# Where to buy metal stakes for windsocks?



## Ty (Mar 11, 2004)

Am thinking that metal stakes will work better on the windsocks I am making. I am also going to grommet them. Anyone know any places where I can buy this stuff cheap? Went to Menards and home depot and all they had was steel stakes and they are expensive.

If not metal where can i find a supplier for wooden hardwood stakes?


----------



## Hoggr (May 28, 2002)

call your local welding shop. They can point you in the right direction I just ordered some more 3/16" stainless in 12' lengths for 3.44 each


----------



## J.D. (Oct 14, 2002)

Ty - if your going with metal stakes steel is the only way to go. Aluminum bends way too easily.....
Dan - I sent you a p.m. :beer:


----------



## Ty (Mar 11, 2004)

cool ill go with that then. Why does everyone on the net want aluminum?


----------



## honkerhntr (Jun 20, 2002)

A few reasons, they are lighter, they do not take much heat to loop the top end, and they take a lot less time to sharpen to a point.

Hope this helps


----------



## brobones (Mar 10, 2004)

If you are heating alum up to bend it your anealing the alum you should be doing the bending without heat in a bender. If your stakes are bending a lot of times it is because you are heating them and with heat you make the alum softer. I cold bend all of my 1/4 alum stakes. Yes 1/4 I have taken a 20 inch stake with the end looped and pounded it in the frozen ground here in Sask with a sledge hammer last Feb. the loop on the end makes the stake very strong with the other end sharpened they go in the frozen ground .. Or you can go with regular steel and not paint them and then have rust markings all over you decoys.
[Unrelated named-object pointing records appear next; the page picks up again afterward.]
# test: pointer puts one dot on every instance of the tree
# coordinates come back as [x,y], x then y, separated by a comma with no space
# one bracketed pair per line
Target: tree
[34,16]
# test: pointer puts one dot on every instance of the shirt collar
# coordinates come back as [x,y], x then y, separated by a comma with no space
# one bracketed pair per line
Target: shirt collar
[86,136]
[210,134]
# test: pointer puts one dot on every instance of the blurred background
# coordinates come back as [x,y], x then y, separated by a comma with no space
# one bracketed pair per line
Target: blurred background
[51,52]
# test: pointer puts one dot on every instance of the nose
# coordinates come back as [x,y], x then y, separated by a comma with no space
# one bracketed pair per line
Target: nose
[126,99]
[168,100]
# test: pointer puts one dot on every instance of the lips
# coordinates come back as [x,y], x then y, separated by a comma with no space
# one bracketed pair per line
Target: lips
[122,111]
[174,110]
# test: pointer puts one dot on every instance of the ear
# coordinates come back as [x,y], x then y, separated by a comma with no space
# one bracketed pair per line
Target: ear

Or go with stainless wich is more expensive than alum here in Sask and heavier too. I know there are a lot of guys switching over to alum including Jim Jones he is running 3/16 alum. I went with 1/4 because it is easier to purchase... :beer: 
Bro


----------



## cranebuster (Nov 2, 2004)

Will regular steel work if it is painted, it was 1/3 the cost of stainless and less than half that of aluminum. I was also wondering what you guys do to keep the sock up on a metal stake, I was thinking of welding on a 3/16 i.d. washer and that rules out aluminum for my welding skills.


----------